# ars antiqua obscur avant-garde music, does sutch thing exist?



## deprofundis (Apr 25, 2014)

Ockay im looking for paradox since i get a nack out of this everytime, were they during ars antiqua bold music like ars subtilior movement equivalent to ars antiqua.In other words were they unusual
music that should not exist, remote and isolated case of bold captivating avant-garde music
for it's time.

Any im pretty sure there were odd polyphonie back than, im looking for forgotten classical music only recently discover that is fascinating wierds and complex chants religious or seculars.

Im looking for something that sound like very little on the planet , let's says Avant -garde Ars antiqua
or if you preffer antique arts of avant-.

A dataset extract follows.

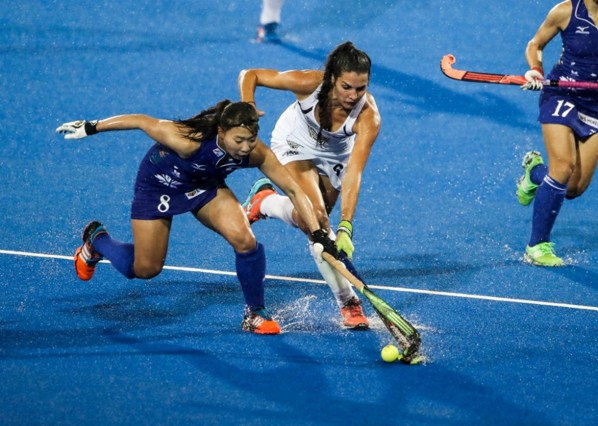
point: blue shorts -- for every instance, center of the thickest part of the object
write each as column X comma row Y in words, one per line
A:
column 157, row 203
column 562, row 108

What is unreal for ars antiqua perriod, i whant to be flabbergeist to the beyond...

:tiphat:

Sorry for having wierd request i consider myself a classcal ''gourmet'' and classical is food for the mind and i love ars antiqua even if everyone hate this stuff...

On another subject i wish to hear one day atonal gregorian music, if i though of this , it most exist since everything exist , than this is my theory.

Have a nice day folks your pal deprofundis :tiphat:


----------



## Mandryka (Feb 22, 2013)

Try Hans Joachim Hespos


----------